Ciblé depuis le 11 avril, jour de l’élection présidentielle, par une colonne de rebelles du FACT descendue de Libye, le leadership tchadien essaie désespérément de faire revenir ses hélicoptères de combat qui viennent d’être réparés en Europe de l’Est.
Deux hélicoptères Mi-24 des Forces armées tchadiennes remis à neufs, dans le hangar de l’usine de Tbilaviamsheni à Tbilissi.
Refaits à neuf, fuselage repeint (voir notre photo), les deux hélicoptères Mi-24 aux couleurs des Forces armées tchadiennes (FAT) attendent dans le hangar de l’usine géorgienne Tbilaviamsheni (TAM), à Tbilissi, leur rapatriement imminent à N’Djamena.

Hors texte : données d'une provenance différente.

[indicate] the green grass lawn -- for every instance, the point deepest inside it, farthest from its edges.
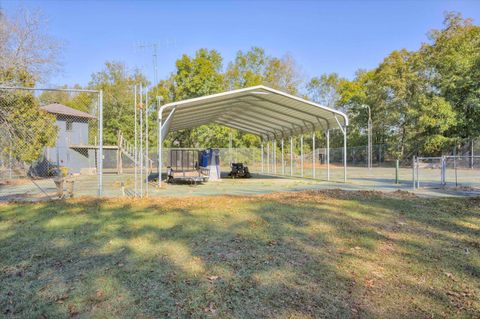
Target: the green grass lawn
(291, 255)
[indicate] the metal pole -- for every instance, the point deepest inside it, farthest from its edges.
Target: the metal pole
(100, 144)
(328, 155)
(160, 143)
(147, 162)
(369, 138)
(141, 140)
(291, 156)
(471, 153)
(261, 146)
(413, 171)
(268, 156)
(10, 162)
(397, 167)
(301, 155)
(283, 160)
(418, 176)
(135, 152)
(345, 154)
(274, 144)
(455, 168)
(313, 155)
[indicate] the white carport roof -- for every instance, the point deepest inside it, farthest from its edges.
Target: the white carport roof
(259, 110)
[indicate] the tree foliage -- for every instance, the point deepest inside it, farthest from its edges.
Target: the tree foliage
(25, 129)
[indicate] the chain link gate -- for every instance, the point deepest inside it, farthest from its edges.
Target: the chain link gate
(446, 171)
(50, 143)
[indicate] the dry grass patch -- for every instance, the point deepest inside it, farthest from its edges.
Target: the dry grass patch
(286, 255)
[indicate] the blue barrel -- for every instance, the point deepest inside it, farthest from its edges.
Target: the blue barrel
(203, 160)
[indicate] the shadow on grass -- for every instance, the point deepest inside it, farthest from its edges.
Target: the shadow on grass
(312, 254)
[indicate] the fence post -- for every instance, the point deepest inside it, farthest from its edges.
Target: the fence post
(418, 173)
(397, 164)
(413, 171)
(100, 144)
(313, 154)
(274, 144)
(261, 149)
(301, 153)
(10, 162)
(471, 154)
(268, 156)
(283, 159)
(328, 155)
(443, 162)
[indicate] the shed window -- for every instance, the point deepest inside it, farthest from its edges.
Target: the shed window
(69, 125)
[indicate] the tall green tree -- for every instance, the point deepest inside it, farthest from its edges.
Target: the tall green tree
(117, 84)
(407, 112)
(453, 56)
(25, 129)
(325, 89)
(254, 67)
(196, 76)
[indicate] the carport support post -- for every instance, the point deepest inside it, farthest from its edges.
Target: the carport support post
(141, 140)
(261, 149)
(135, 153)
(313, 154)
(291, 156)
(301, 154)
(274, 145)
(268, 156)
(147, 161)
(328, 155)
(160, 144)
(100, 144)
(345, 154)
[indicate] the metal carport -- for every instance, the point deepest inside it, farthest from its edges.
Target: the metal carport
(259, 110)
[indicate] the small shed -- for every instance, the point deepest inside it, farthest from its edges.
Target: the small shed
(73, 129)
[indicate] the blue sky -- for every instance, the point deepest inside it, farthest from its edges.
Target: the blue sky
(322, 36)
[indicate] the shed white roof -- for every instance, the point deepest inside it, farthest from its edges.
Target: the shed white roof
(259, 110)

Les appareils, très endommagés il y a quatre ans lors d’une violente tempête, sont attendus pour participer aux opérations en cours contre les rebelles du Front pour l’alternance et la concorde au Tchad (FACT), qui attaquent plusieurs positions de l’armée tchadienne depuis le 11 avril.
L’assaut a été lancé depuis le Fezzan libyen le jour de l’élection présidentielle qui voyait Idriss Déby concourir à un sixième mandat. En quatre jours, les rebelles sont descendus jusqu’au nord de Mao, dans la province du Kanem, à 300 km de N’Djamena, avant de se heurter violemment à l’armée tchadienne dans la nuit du 17 avril au cours d’affrontement à l’arme lourde au sol. La situation resterait délicate dans le Tibesti (Nord) à la frontière avec la Libye où des hommes du FACT pourraient encore être présents.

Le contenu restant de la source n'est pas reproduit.